Margaret Atwood ist eine Meisterin der Short Story. Ihr letzter Kurzgeschichten-Band erschien vor zehn Jahren. Ihr jüngster enthält gleich mehrere Bücher: Es gibt da einen langen, zweiteiligen Zyklus mit Texten um das Paar „Tig und Nell“ – und dazwischen stehen acht bunt zusammengewürfelte Erzählungen, die weder formal noch inhaltlich viel miteinander verbindet.
Die gesamte Bandbreite von Atwoods Werk ist in „Hier kommen wir nicht lebend raus“ abgedeckt: dem Realismus verpflichtete Texte, Science-Fiction (Atwood spricht lieber von „spekulativem Schreiben“), eine postapokalyptische Miniatur, ein Plausch mit George Orwell, eine Lockdown-Episode, eine Kafka-Paraphrase. Es geht um Identität und Feminismus, um die Krisen der Gegenwart und die allgegenwärtige Vergangenheit.
Der Titel deutet an, was sich als Leitmotiv durch viele der Short Storys schlängelt: Wie lässt sich das Leben angesichts der eigenen Vergänglichkeit und des Verlusts von geliebten Menschen ertragen? Wie geht man als älter werdender Mensch damit um, dass die Reflexionen über das Vergangene so viel mehr Raum einnehmen als jene über das Jetzt oder gar die Zukunft.

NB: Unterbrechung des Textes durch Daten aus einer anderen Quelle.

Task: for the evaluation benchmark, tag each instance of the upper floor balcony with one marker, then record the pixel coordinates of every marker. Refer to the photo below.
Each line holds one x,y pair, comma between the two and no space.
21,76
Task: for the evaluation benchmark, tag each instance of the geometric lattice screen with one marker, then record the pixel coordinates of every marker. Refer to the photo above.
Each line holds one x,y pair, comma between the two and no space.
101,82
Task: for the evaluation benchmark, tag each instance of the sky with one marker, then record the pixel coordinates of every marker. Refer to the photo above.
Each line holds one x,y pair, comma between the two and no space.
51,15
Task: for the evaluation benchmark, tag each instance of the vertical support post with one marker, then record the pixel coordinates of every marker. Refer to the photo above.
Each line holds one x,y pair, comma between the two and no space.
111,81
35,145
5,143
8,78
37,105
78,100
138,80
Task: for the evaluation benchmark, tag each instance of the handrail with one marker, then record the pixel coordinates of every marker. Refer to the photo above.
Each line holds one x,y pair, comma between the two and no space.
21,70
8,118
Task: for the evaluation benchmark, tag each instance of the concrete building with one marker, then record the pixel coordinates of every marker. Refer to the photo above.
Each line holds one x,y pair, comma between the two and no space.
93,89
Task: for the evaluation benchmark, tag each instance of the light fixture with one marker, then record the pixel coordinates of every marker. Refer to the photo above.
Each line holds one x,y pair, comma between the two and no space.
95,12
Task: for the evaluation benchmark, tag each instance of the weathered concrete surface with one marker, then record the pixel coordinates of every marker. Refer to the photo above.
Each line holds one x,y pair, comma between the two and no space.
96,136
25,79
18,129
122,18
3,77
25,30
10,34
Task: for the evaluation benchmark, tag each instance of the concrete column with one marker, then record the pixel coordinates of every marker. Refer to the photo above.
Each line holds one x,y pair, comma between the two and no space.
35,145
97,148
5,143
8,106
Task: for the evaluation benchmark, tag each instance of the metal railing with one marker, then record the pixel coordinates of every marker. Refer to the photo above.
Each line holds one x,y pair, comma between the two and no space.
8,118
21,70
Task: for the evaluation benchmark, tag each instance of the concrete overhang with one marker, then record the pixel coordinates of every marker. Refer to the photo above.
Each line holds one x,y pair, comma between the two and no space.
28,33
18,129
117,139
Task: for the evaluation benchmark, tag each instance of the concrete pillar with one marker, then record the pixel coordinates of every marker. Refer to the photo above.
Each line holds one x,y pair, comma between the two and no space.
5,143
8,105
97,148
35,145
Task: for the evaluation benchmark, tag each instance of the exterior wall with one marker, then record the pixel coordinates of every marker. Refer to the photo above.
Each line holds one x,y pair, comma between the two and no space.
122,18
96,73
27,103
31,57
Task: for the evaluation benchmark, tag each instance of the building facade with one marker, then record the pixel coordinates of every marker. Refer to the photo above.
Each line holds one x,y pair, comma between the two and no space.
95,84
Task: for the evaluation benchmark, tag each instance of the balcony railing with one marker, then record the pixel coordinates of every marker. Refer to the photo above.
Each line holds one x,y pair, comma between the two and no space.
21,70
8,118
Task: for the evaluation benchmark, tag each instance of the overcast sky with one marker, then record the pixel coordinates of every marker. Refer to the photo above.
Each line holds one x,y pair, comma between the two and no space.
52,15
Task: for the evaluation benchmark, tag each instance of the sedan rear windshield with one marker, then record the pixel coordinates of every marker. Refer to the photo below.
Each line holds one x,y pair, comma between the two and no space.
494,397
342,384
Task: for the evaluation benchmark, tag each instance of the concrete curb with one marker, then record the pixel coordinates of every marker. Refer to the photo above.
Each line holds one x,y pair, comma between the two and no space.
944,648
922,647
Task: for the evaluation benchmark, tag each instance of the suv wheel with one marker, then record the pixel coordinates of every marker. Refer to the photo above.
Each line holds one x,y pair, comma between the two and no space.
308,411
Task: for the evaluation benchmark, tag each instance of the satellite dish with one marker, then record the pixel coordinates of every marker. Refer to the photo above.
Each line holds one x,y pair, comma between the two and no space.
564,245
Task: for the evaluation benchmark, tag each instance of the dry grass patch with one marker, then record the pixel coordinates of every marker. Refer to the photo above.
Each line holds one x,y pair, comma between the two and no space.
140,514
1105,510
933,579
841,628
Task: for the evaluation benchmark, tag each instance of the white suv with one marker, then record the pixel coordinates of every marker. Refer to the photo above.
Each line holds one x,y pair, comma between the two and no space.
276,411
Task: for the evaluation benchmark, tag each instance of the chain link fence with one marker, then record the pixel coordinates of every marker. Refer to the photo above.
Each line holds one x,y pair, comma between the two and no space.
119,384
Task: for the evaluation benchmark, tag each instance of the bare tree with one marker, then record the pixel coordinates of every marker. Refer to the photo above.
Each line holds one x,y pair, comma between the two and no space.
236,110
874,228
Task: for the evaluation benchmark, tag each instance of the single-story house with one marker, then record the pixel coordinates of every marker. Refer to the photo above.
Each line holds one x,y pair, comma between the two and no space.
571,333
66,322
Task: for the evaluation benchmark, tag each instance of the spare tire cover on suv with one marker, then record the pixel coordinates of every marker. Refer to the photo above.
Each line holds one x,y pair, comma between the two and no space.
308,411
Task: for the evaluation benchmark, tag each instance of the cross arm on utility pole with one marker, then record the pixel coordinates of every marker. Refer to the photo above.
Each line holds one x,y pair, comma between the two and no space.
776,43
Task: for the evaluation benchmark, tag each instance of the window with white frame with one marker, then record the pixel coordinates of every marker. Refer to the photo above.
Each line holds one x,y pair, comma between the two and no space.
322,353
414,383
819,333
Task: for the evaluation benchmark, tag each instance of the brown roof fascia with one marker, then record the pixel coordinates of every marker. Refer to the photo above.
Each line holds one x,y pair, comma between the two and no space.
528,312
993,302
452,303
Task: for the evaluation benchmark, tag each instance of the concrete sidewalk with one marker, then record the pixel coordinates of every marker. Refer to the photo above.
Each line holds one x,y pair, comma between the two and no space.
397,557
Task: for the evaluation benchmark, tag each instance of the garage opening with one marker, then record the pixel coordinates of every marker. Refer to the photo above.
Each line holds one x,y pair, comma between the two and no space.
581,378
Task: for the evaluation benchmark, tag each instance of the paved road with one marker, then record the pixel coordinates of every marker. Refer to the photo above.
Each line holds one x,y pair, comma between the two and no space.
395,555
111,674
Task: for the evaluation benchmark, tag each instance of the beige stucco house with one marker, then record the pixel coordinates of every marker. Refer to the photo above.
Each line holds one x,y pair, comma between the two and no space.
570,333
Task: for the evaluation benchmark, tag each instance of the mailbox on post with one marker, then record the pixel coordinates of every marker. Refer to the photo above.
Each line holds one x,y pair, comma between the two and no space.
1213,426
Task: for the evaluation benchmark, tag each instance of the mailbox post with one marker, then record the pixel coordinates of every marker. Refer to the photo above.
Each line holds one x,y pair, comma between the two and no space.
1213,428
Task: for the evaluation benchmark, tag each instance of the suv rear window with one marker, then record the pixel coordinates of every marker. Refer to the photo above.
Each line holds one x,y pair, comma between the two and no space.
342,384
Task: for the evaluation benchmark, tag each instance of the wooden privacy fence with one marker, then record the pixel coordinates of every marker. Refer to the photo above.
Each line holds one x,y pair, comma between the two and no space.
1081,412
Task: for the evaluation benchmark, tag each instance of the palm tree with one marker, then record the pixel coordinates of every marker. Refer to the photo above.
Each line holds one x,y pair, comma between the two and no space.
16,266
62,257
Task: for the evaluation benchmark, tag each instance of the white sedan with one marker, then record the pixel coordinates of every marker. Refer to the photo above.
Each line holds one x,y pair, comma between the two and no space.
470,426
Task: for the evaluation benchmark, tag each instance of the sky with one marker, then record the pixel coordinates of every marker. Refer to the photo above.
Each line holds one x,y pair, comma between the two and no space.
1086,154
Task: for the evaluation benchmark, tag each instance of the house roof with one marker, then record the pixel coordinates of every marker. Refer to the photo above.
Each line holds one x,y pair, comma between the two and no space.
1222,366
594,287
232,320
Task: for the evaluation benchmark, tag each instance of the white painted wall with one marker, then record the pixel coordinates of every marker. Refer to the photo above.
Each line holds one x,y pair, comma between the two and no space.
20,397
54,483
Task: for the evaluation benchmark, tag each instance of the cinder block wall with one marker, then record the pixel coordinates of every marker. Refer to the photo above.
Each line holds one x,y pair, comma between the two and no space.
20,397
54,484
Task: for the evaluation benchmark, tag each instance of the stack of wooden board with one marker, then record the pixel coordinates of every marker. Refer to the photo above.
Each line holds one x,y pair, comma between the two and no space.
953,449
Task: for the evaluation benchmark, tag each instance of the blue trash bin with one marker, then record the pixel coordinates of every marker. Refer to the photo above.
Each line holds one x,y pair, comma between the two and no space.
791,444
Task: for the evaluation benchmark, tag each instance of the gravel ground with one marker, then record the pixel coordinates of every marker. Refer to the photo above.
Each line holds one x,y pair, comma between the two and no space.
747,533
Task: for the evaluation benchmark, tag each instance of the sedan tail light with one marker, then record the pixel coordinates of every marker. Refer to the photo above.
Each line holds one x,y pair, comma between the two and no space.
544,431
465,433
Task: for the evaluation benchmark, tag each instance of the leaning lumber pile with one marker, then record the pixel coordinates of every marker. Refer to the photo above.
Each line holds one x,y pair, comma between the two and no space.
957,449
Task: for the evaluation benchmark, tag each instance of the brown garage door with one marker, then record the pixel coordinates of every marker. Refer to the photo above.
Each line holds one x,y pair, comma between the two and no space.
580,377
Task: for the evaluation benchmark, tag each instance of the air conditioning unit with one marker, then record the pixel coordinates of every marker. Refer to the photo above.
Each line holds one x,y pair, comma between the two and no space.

Nell und Tig als älteres und innig verbundenes Paar
Am beeindruckendsten sind die Geschichten um Nell und Tig, eines älteren, innig verbundenen Paars. In der ersten Story erinnert sich Nell an einen Erste-Hilfe-Kurs und an den kauzigen Rettungssanitäter Mr. Foote. Der Kurs setzte Gedanken an „lebensbedrohliche Erlebnisse“ in Gang, eine ironische Bestandsaufnahme des gemeinsamen Lebens, das ziemlich glimpflich und glücklich verlaufen ist. Nell kommt dabei ein Satz in den Sinn, den Tig immer wieder geäußert hat: „Hier kommen wir nicht lebend raus“. Ein Witz, der dabei hilft, mit seiner gar nicht so witzigen Pointe zurecht zu kommen. Atwood erzeugt immer wieder kleine Momente, in denen man trotz aller Schrecklichkeiten Luft holen und Trost finden kann. Selbst als Nell nach dem Tod Tigs tatsächlich alleine ist. Sie spricht mit ihm, er spricht zu ihr, und manchmal scheint er ihr Nachrichten zukommen zu lassen – in Form von Zetteln, die er irgendwann geschrieben hat und die irgendwo auftauchen. „Es ist eine Botschaft, die Tig für sie hinterlegt hat. Magisches Denken, das weiß Nell genau, aber sie gönnt es sich trotzdem, weil es tröstend ist. (…) Was macht man mit diesen kryptischen Botschaften der Toten?“
Mit den Toten ist es eine merkwürdige Sache: Obwohl verschwunden, beanspruchen sie Zeit und Raum. Margaret Atwood hat ein genaues Gespür für Fragen, Zweifel und Wunderlichkeiten. Sie ist unsentimental und manchmal ironisch, aber das erzeugt eine noch größere Nähe zu den Trauernden, zu Nell, den anderen älteren Frauen und Witwen in diesen Texten. Ihr bewegendes Buch ist unter anderem Graeme Gibson gewidmet, dem Schriftsteller und Ornithologen, mit dem Atwood 45 Jahre lang verheiratet war und der vor fünf Jahren starb. Es wäre keine unangemessene Vermutung, dass sie ihn in der Figur Tig und sich in Nell porträtiert hat.